After last week’s surprise announcement that Bottega Veneta’s creative director Daniel Lee was stepping down, Matthieu Blazy has been named his successor. Although not widely known outside fashion (much as Mr. Lee when the job was first offered in 2018), he is highly respected within the industry.
Mr. Blazy, whose résumé suggests a cool, craftsmanship-oriented aesthetic, has worked with Mr. Lee as the design director for ready-to-wear collections at Bottega Veneta since 2020. His promotion is immediate and his first collection will be shown in February.
Before he arrived at Bottega, Mr. Blazy, 37, spent three years at Calvin Klein designing men’s and women’s collections under Raf Simons, then its chief creative officer, who called Mr. Blazy a “genius with people” and “ready to lead.”
“He’s a great creative spirit,” Mr. Simons said. “He comes with lots of ideas and willingness to experiment, and that is a source of great motivation for his team.”
Mr. Blazy’s first job in fashion, years before he was at Calvin Klein, was also with Mr. Simons, as a designer for Mr. Simons’s namesake label. It was to broaden his experience when Mr. Blazy moved to Maison Martin Margiela. beyond men’s wear, Mr. Simons said.
Blazy was first noticed by fashion media while working at Margiela. In 2014, he was revealed as the designer of its Artisanal haute couture line — the identities of these designers were typically kept secret — and called, by The Cut, “the most famous designer you’ve never heard of.” (Indeed, virtually no interviews with Mr. Blazy exist online even today.)

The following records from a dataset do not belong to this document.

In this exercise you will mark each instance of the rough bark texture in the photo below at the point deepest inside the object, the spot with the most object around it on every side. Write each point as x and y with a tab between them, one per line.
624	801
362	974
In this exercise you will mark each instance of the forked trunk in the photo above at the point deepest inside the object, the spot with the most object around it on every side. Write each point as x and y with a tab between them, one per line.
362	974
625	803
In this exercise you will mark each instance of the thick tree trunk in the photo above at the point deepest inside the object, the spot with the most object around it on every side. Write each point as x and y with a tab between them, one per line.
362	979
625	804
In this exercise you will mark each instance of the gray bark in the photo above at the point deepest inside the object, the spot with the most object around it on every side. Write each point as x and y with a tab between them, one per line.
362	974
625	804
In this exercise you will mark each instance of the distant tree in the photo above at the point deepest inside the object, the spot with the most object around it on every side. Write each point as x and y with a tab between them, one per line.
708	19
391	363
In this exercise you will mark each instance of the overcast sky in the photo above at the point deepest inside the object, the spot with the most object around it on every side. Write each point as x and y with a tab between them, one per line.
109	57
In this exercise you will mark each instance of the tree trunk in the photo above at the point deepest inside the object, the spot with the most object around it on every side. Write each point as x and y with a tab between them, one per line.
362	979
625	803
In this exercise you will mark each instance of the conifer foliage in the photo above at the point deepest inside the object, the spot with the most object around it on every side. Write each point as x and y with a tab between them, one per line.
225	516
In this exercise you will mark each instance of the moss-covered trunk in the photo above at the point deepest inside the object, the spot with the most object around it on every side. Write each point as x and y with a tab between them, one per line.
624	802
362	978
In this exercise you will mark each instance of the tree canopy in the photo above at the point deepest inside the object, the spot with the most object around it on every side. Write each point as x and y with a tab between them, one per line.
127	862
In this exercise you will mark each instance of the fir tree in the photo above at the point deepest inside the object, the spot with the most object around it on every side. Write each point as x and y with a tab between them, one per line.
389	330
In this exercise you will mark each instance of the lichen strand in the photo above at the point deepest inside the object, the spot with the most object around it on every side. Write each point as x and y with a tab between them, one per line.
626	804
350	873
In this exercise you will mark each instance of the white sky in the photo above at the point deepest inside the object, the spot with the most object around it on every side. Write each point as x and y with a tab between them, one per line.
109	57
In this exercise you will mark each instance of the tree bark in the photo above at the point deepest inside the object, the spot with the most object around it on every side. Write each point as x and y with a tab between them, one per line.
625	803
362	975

The New York Times listed him as a contender for one the most important jobs in fashion the following year. He was a senior Celine designer at the time. Mr. Lee was also there, and Mr. Blazy had gone there to learn more about commercial aspects of the business, according Mr. Simons.

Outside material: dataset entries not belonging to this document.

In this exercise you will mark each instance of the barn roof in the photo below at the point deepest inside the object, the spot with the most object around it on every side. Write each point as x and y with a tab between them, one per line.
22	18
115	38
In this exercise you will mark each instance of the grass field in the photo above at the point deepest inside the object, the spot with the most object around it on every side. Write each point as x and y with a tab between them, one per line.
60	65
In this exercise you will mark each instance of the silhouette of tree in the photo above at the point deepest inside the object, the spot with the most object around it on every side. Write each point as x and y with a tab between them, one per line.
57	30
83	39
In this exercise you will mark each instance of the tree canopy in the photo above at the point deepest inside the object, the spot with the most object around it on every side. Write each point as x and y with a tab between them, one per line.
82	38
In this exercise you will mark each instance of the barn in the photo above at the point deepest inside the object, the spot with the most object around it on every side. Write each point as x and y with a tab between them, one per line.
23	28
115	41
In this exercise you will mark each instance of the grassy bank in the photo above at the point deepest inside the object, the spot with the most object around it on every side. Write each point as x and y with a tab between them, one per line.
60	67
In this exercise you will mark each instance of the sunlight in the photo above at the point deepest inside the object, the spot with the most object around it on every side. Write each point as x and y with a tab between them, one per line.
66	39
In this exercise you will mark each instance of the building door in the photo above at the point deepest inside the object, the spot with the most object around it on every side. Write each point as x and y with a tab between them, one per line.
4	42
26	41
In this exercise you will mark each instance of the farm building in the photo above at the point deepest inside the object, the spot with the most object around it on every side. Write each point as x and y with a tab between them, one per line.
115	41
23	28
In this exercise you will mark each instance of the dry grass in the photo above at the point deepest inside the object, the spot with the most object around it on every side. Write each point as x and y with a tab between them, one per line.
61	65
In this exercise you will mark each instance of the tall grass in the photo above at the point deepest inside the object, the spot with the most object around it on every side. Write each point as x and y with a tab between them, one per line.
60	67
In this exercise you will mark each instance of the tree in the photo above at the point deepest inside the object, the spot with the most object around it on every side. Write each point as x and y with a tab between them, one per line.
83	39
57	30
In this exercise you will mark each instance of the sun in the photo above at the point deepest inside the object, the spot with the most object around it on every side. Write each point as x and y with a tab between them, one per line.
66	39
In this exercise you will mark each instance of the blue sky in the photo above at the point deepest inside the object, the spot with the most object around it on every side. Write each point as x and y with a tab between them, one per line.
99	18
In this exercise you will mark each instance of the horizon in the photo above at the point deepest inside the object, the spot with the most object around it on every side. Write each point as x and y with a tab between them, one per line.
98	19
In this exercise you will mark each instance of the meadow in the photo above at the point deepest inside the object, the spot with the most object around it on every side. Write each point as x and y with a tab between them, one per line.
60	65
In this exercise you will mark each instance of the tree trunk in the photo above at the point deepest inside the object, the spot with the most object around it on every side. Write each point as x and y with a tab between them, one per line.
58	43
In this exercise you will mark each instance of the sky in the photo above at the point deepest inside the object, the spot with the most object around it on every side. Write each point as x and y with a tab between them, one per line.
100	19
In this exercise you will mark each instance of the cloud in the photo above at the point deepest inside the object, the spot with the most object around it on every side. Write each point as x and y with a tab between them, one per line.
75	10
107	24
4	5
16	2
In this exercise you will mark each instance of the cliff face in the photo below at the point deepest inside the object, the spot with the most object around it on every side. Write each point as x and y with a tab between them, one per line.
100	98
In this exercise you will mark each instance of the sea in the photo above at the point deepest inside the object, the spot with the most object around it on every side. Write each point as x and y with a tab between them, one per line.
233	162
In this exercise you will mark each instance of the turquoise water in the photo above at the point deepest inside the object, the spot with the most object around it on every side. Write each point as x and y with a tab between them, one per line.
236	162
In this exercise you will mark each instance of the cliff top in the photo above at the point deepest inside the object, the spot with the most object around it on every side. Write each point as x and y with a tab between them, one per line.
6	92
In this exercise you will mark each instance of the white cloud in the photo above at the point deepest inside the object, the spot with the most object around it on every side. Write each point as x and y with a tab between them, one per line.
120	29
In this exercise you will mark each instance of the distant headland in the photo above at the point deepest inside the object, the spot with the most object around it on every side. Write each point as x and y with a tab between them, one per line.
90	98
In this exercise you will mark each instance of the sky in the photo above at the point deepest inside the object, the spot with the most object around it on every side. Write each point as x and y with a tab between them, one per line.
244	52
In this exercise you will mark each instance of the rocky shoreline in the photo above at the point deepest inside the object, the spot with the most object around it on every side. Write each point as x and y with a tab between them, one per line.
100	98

In a statement announcing the Bottega Veneta appointment on Monday, François-Henri Pinault, the chairman and chief executive of Bottega’s parent company, Kering, said that Mr. Blazy’s “wealth of experience and broad cultural background will allow him to bring his creative impetus to the task of carrying on the legacy of Bottega Veneta.” Mr. Blazy is a French and Belgian national who splits time between Antwerp and Milan.

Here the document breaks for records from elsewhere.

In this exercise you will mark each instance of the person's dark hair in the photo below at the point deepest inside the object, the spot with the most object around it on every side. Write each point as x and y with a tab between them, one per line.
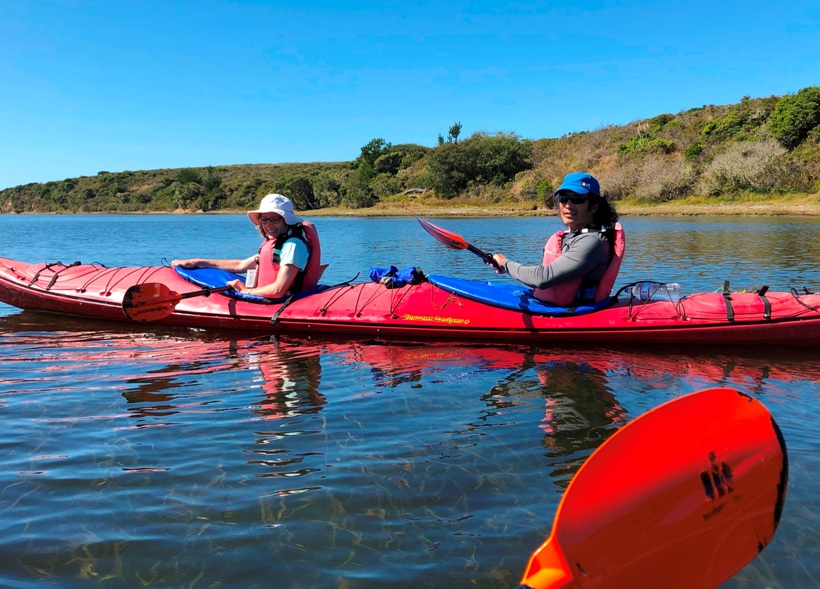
605	215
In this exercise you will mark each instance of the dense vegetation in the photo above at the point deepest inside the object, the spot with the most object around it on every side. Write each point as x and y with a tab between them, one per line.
764	145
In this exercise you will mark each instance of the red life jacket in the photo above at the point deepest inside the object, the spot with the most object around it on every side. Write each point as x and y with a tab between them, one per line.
567	293
268	265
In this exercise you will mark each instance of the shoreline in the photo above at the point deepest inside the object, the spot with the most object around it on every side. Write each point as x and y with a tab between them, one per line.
781	208
747	209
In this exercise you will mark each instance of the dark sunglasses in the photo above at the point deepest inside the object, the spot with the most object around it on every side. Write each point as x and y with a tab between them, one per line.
576	199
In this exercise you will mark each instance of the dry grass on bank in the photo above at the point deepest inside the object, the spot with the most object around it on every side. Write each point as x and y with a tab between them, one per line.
695	206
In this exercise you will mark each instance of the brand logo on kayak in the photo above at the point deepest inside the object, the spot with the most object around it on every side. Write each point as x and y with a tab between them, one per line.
717	479
436	319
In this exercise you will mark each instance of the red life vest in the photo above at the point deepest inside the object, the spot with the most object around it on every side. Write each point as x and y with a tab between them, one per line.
268	265
567	293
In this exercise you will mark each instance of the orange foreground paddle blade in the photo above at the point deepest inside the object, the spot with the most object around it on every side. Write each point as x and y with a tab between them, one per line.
149	302
682	497
448	238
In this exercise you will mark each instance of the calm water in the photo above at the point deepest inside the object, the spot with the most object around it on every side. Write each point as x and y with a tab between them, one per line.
178	458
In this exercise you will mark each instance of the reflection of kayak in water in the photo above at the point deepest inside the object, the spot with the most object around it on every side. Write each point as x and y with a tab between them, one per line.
443	308
682	497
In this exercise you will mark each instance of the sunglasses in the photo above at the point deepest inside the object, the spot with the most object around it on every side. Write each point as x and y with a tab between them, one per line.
576	199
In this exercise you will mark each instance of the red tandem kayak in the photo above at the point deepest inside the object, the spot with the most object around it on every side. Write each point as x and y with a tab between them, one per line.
442	308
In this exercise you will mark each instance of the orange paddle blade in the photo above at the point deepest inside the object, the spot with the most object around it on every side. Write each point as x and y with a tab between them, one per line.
683	497
448	238
149	302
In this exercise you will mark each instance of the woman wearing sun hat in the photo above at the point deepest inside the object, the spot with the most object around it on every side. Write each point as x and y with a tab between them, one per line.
288	261
581	263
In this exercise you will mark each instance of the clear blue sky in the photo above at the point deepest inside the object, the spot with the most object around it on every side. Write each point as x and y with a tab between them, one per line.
117	85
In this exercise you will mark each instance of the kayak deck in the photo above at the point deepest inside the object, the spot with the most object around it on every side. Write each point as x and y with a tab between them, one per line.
428	310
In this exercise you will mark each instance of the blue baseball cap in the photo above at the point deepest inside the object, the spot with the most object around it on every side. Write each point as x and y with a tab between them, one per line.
580	183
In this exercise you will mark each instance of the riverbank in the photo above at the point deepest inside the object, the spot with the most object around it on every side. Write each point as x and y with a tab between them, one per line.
803	206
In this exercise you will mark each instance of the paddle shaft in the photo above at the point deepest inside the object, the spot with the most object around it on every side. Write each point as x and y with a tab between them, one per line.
454	240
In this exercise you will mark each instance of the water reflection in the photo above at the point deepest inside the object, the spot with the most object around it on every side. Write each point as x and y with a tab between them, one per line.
328	460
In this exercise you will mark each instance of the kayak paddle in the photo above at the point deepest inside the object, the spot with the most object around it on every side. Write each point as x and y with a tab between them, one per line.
153	301
453	240
682	497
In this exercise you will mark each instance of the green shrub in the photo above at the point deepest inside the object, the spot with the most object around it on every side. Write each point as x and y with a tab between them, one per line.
693	151
795	116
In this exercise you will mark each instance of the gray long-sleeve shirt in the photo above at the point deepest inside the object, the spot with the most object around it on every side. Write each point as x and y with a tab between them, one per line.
584	255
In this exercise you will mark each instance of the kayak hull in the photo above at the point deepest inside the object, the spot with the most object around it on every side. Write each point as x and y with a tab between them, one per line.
420	311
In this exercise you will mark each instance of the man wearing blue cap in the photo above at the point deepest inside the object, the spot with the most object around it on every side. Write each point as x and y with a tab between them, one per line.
580	264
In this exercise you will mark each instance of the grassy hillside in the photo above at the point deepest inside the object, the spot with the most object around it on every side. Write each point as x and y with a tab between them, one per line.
762	147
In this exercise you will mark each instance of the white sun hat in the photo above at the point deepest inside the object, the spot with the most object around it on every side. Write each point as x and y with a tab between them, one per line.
275	203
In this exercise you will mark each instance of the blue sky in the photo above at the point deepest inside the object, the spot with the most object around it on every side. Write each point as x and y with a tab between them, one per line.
117	85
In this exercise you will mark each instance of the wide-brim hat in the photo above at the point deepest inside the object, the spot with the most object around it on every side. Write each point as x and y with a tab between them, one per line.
275	203
579	183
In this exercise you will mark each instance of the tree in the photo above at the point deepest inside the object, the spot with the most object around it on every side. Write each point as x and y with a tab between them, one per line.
455	131
795	116
372	151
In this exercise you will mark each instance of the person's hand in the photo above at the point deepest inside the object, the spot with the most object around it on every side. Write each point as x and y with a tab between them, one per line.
237	285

Leo Rongone, the chief executive of Bottega, said that “Matthieu’s appointment will further enhance the modern relevance of our brand and accelerate our growth, while preserving the values” core to the brand.
That “modern relevance” came largely thanks to Mr. Lee, who leaves his stamp on the brand with critically and commercially successful leather accessories, including square-toe shoes and pouch bags and new interpretations of the house’s signature “intrecciato” leather weave.
Kering has been successful in promoting from within rather than hiring a big-name designer for another brand. This strategy was most evident when Kering took over the Gucci creative director role with Alessandro Michele (then the head accessories designer).
Robert Burke, the founder of a luxury consultancy firm in New York, called Mr. Blazy’s appointment “well received in the industry” and said he didn’t expect any “slowing down” in the brand during this period of transition.
“It makes a lot of sense,” Mr. Burke said of Mr. Blazy’s new role. “He clearly has already been immersed within the Bottega brand itself.”
Vanessa Friedman contributed reporting.